As part of the workflow for adding items to reading lists, module codes for these courses were added to Sierra in a local, indexed field. These were done manually by staff both adding and removing. There was concern that these were out of date and things might be missed. It was determined that this was still a valuable thing to maintain but we wanted to automate it.
Here is a view of the data extracted from Talis. The two pieces of data I’m interested in are the Reading list name and code and the LCN (Local control number)
I take these fields and a few others to make an excel file ready for translating data from text to MARC. I include the extra fields to make the dummy MARC records more human reader friendly.
MARCEdit’s delimited text translator can turn tab separated data into MARC records.
Each field (or column) needs an argument so MARCEdit will correctly place each data in the right field.
Once this is done there will be several arguments listed and can be more complex than this.
What I generate at the end is a dummy MARC record. The dummy record contains the reading list code and the record number. Using the record number I can input the reading list code into Sierra.
Reclassification is one of the simplest processes I run. It is important in the age of shelf ready to keep collections up to date as new class ranges are formed or discontinued. This leads to split runs of books on the same topic. I extract the records from Sierra, run in MARCEdit “generate classification” and then load the new classmarks back into Sierra into a local field the same way I load the module codes.
The scope of the project is potentially any legacy record that is not as good as it could be for discovery and access. However to begin with I selected all those records that lacked LCSH. These records had other issues I outlined at the start, such as in accurate headings (or no headings), missing data and so on. I followed various steps from normalising the search data, to enhancing the records with automatic processes in MARCEdit. It even gave me an opportunity to add some linked data elements to our records.

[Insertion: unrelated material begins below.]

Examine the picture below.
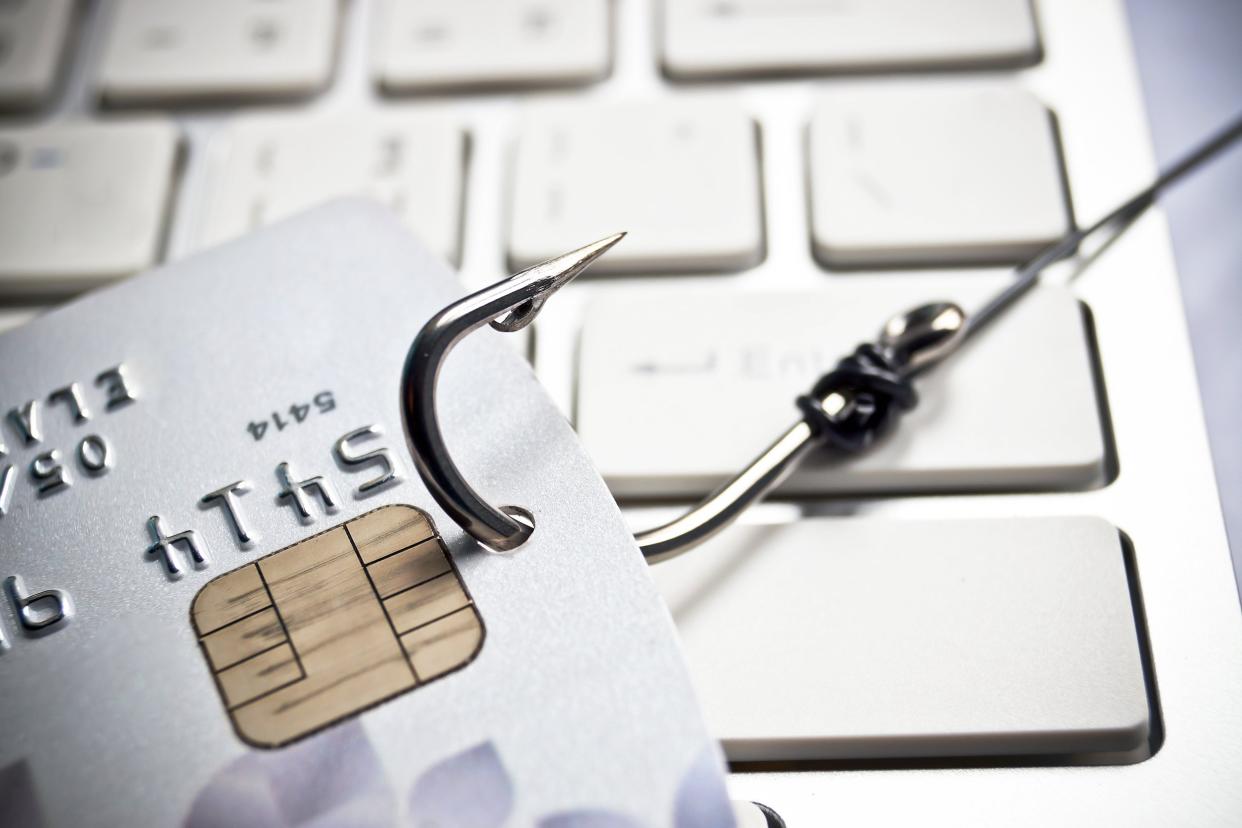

This summarises the steps I take.
I exporting the target records from Sierra and put them through MarcBreaker. From here I extracted different data points from the records to form a search strategy. This data needed significant normalization as metadata transcription practices vary enormously. Once I have the normalised data points I make them searchable via z39.50
This examples shows a sample search for the author (surname only), the ISBN, the title proper and the publication date.
I select sources I have access to where better records are likely to exist, in this case the Library of Congress, and run a custom search. I then analyse the results and see what was accepted and rejected. Sometimes records do exist but the data points don’t match, such as the date or even the title proper. All those that fail to match I save and try another source such as the British Library.
At this point I take the downloaded record and match it to the original Sierra record using the Merge Records function. I insert the Sierra local number into the improved external record and run the MarcEdit automatic transformations adding Fast headings, making some programmatic RDA changes and adding linked data points.
For all of these projects I have learned the importance of data normalisation. It has made me more aware of consistency in transcription and showed me fairly clearly the limitations of MARC for machine processing.
Documentation is very important, recording what was done and what needs to be done really helps to keep the projects coherent. I put a high importance on naming my files as descriptively as possible and where possible recording notes or comments.
Another important feature to the projects was using the online file sharing site Box. It versions every time I save, so any mistakes I make including in editing MARC records can be undone if I inadvertently save it.
When dealing with batches of records I find it is vital to break them down into smaller chunks. It adds a bit of time but it makes dealing with the records much more manageable.
And finally trail and error really do work. I frequently had an idea, tried it out, found it didn’t work and amended it until it did.